Slide Fire Solutions Kicks Bump Firing Up A Notch

GunLink had a chance to stop by the Slide Fire Solutions demonstration booth and check out some of their offerings during the SHOT Show Media Day at the Range, including the original OGR and the updated models of stocks for AR-15 rifles as well as the new SSAK-47 XRS stocks for AK-47 rifles.  Slide Fire Solutions declares that they are not the first company to engineer bump fire technology, but they found a way to take it to the next level.

If you have never heard of the technique of “bump firing” a rifle, the basic idea is to allow a semi-automatic firearm to fire multiple shots in rapid succession, often with rates of fire approaching those of automatic rifles.  This is achieved when the shooter holds their trigger finger in a stationary position (often by hooking it into their belt loop) and uses their support hand to apply constant forward pressure by pulling the rifle forend away from them.  This motion causes the trigger to press forward into the shooter’s stationary trigger finger, thus firing the rifle.  After firing, recoil causes the rifle to move rearward before the constant forward pressure brings the trigger back into contact with the trigger finger and starts the process over.  Although this procedure allows for fast rates of fire, it does not convert the firearm to automatic operation because each shot is caused by a single trigger pull.  Each Slide Fire accessory kit even includes a copy of the BATFE letter certifying that it is not a machine gun.

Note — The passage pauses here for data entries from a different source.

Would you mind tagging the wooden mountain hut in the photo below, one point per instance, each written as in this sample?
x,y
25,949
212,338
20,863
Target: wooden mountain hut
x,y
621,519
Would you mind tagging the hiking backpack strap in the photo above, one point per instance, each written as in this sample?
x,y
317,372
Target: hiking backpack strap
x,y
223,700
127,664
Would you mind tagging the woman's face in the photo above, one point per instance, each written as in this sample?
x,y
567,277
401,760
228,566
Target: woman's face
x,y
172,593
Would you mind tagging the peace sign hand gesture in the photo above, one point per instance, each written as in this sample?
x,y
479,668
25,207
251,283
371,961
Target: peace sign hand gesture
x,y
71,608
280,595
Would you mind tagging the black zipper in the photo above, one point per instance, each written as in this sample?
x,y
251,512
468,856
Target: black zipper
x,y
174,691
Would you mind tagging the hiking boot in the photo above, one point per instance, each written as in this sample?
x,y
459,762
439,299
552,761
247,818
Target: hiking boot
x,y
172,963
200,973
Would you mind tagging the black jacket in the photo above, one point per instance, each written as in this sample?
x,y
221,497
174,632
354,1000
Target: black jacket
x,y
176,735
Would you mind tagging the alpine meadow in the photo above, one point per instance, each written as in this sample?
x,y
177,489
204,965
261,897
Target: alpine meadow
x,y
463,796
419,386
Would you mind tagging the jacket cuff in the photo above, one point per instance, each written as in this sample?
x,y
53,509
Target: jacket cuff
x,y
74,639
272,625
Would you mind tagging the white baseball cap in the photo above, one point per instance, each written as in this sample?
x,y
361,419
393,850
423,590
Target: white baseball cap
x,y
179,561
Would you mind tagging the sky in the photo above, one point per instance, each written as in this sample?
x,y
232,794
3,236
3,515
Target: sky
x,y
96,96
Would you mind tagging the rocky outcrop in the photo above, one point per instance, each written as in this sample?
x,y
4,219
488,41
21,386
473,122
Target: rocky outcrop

As they say, Slide Fire Solutions takes this concept to the next level by making the bump firing process much safer and easier and with increased controllability.  They achieve this with their innovative stocks that can be mounted on to common modern sporting and tactical rifles such as the AR-15, AK-47 and AK-74.  The stocks, which come in both left- and right-handed variants, come with all necessary parts and tools for easy installation, which simply involves removing the existing pistol grip and stock and replacing them with the Slide Fire parts.  Once installed, the stock allows the rest of the firearm to slide forward and backward independently of the stock and pistol grip.  It should be easy to see how this movement correlates to the “old way” of bump firing described above but without sacrificing the ability to actually aim the firearm rather than “shooting from the hip.”

During our visit, I had a chance to try out an AR-15 equipped with a Slide Fire right-handed stock.  The first thing to make note of is that, even with the aftermarket stock attached, the firearm can be operated exactly as it normally would be by using the latch on the bottom of the stock to lock it in the rearward position.  Operating the firearm in “Slide Fire mode” is very similar in basic mechanics to normal operation:  the rifle is held and shouldered as usual; the difference comes in trigger finger placement.  As the shooter puts their finger through the trigger guard, they rest it on a small shelf on the far side of the trigger (this is where the left- versus right-handed units differ).  Once ready to fire, the user turns off the safety and pulls forward on the hand guard to bring the trigger into contact with their finger and the bump firing (or, as the Slide Fire folks call it, “controlled rapid fire”) commences.

Slide Fire product materials estimate both the AR-15 and AK-47 variants to produce rates of fire between 400 and 800 rounds per second.  I didn’t time my rounds fired, but I can tell you that they were coming out FAST!  Initially, I found the movement required to make the rifle fire in “Slide Fire mode” awkward but, even as soon as the second magazine, I began to get used to it.  Comments from company personnel on hand varied from claiming that they could put an entire magazine into a target the size of a golf ball to the size of a grapefruit.  Despite their statements about the forward pressure required to discharge each round naturally lending itself to better control and less muzzle rise, the muzzle still seemed to climb quickly, although this may be another thing that experience and technique with the system would take care of.  This muzzle climb also quickly made it clear that my initial concerns about the eye relief distance between the stock in the forward position and the rearward position a moot issue.  This same movement, however, also meant that, using the same cheek weld in semi-auto mode and Slide Fire mode, the reciprocating action caused the optics to come back and contact my shooting glasses.  This clearly wouldn’t be an issue with iron sights or shorter optics.

The price of the Slide Fire accessory kits (close to $300 for the AK version and over $350 for the AR version) might cause sticker shock for some.  However, considering the amount of fun someone could have with one of these and the fact that a tax stamp alone for a full-auto rifle is $200 (not to mention the relatively high price of the rifle itself), this price could be a bargain for someone who wants to start burning through piles of ammo without waiting months for BATFE approval of an NFA weapon.